LEDA provides a broad selection of programs and services that meet the needs of headquarters, back-office support, research, manufacturing or distribution related companies and industries looking to relocate or expand in this market.
The LEDA Team’s Number one priority is to make sure all requests are handled confidentially and that all services are provided free of charge. Our recruitment, retention and expansion programs include:
- Gathering and analyzing market and demographic information
- Supplying up-to-date economic data, regional data and information, and labor market analyses
- Conducting workforce assessments
- Supplying utility rate quotes and load calculations
- Assistance with locating a suitable site or building (Available real estate opportunities)
- Connecting clients with community officials, business leaders, brokers and vendors
- Acting as a liaison with local and state offices and agencies
- Providing connections and guidance with local planning and permitting agencies
- Coordinating meetings with allies
- Hosting site visits in Lubbock as well as familiarization tours of the region
- Assistance in compiling state and local incentive programs
- Development of incentive packages
- Providing economic impact analyses
- Foreign Trade Zone (FTZ) Assistance which includes:
- Cost savings analysis report
- Providing connections with customs brokers and the U.S. Department of Commerce
- Facilitating a security analysis of potential FTZ sites
- Providing checklist of items needed to activate FTZ
- Providing liaison assistance to activate FTZ
- Assistance to clients after deciding to expand/relocate to Lubbock including:
- Coordinating press releases and events such as grand openings and ribbon-cutting ceremonies
- Implementing employee recruitment and training programs
Grants, Resources & Opportunities
The Lubbock Economic Development Alliance put together a list of resources to assist individuals and businesses as they navigate grant opportunities available in Lubbock. If you look through the list below and need additional direction please reach out to us.
Non-profit Organizations & Small Businesses
The Lubbock County offices is distributing ARPA funds. The guidelines are available here. A direct link to the application can be found here. If you would like to call the offices for more information or assistance, please call 806-775-1000.
Commercial Revitalization Grant Program
If a business owner and/or property owner is interested in making updates to a building on commercial 34th Street, North University and/or the East side, contact Jorge Quirino with the Lubbock Economic Development Alliance prior to construction for more information related to these grants. His email is firstname.lastname@example.org.
Commercial Revitalization Grant Program Overview MLI with Maps 5.24.23
Downtown Grant Program
If a business owner and/or property owner is interested in making updates to a downtown Lubbock building, contact Jorge Quirino with the Lubbock Economic Development Alliance prior to construction for more information related to these grants. His email is email@example.com.
Economic Development 101
Economic development is a vital activity for any community. It is the process of creating greater wealth within a community by bringing in new “outside” dollars.
This is a job that produces goods and/or services for customers that are predominantly outside the community. This creates new “outside” dollars for the community. Once an employer is paid for the products and/or services, he distributes that wealth in the community through wages paid to employees and through suppliers.

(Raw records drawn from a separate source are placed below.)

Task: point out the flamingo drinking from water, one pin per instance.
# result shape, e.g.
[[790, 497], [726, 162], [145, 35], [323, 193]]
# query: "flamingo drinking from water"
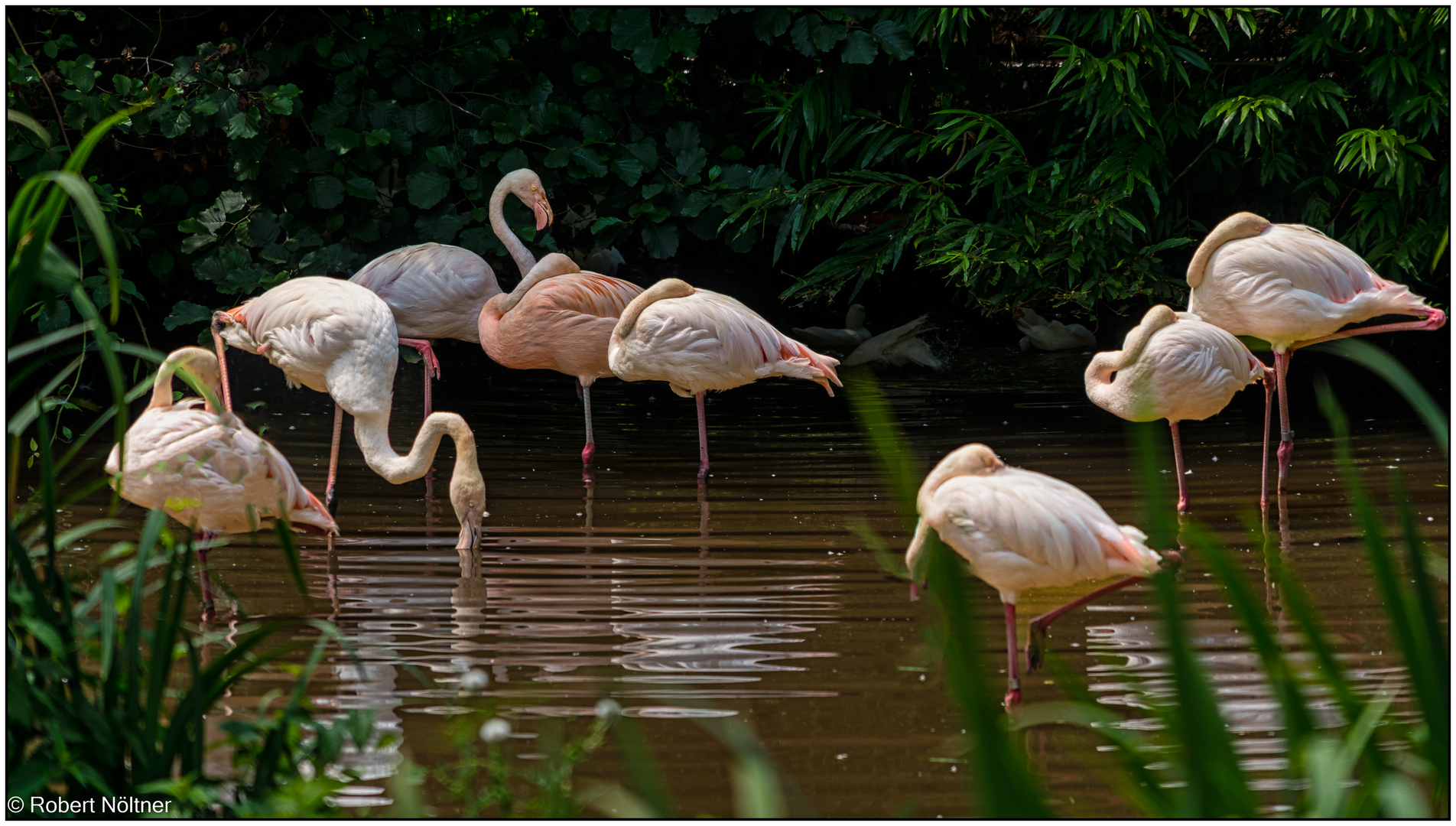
[[204, 468], [437, 291], [558, 318], [1019, 531], [697, 341], [1172, 366], [340, 338], [1292, 286]]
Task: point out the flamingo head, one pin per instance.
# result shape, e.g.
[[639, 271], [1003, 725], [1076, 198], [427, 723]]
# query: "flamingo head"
[[468, 499], [529, 188]]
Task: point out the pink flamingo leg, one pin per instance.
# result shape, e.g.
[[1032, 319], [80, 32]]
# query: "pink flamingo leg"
[[209, 612], [1183, 486], [222, 367], [1012, 675], [1037, 628], [431, 363], [1435, 320], [331, 499], [1286, 437], [590, 450], [702, 441], [1264, 465]]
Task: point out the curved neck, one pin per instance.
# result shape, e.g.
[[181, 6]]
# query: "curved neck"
[[523, 259], [665, 289], [1232, 228], [372, 433]]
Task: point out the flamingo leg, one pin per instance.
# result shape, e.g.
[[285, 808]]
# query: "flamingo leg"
[[1183, 484], [209, 612], [331, 499], [1037, 628], [702, 441], [1435, 320], [1286, 437], [590, 450], [431, 363], [1264, 465], [222, 369], [1012, 675]]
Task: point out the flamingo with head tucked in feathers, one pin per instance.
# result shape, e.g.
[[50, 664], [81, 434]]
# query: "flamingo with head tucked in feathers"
[[1172, 366], [437, 291], [558, 318], [1019, 531], [204, 468], [1292, 286], [340, 338], [697, 341]]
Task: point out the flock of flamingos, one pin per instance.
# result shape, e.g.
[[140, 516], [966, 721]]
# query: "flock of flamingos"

There are two main functions that an economic developer performs in order to attract business.
- Provide information and assistance to companies that are interested in the developer’s community for relocation. Economic developers do not create new jobs. They provide information and assistance to companies who create new jobs. A good economic development program strives to have the most comprehensive and current information available on the following:
- Local demographic data
- Quality of life
- Public infrastructure
- Business assistance programs
- Real estate, taxes & regulations
- Market the community to targeted business industries. Like any company, a consumer won’t buy your product if they aren’t familiar with it. To avoid this, an economic developer’s job is to market the community to businesses in “targeted” or specific industries best suited for the community. Marketing activities often include:
- Website development
- Recruitment trips to targeted areas
- Print advertising
- Site selection conferences
- Multimedia presentations
- Public relations
Retention & Expansion
Economic developers work with elected officials and community partners to ensure that a positive environment for business growth exists in the community. The same things that attract new employers will keep existing firms in the community. These factors include:
- Proximity to markets
- Local labor skills and availability
- Quality of life issues
- Proximity to major universities
- Ease of international travel
- Tax and regulatory environment
- Cost of doing business
- Concentration of existing industries
There are a multitude of reasons why companies choose one location over another. It is the role of an economic developer to understand a company’s needs and to portray the area in a positive light. According to Area Development Magazine’s Corporate Survey 2010 of corporate decision makers, the top 10 site selection criteria are:
- Availability of skilled labor
- Labor costs
- Highway accessibility
- Energy availability and costs
- Availability of telecommunications services
- Tax exemptions
- Occupancy or construction costs
- State and local incentives
- Proximity to major markets
- Availability of land
Economic development does not just involve attracting “outside” dollars. Most communities also include small business development and business creation in their definition of local economic development.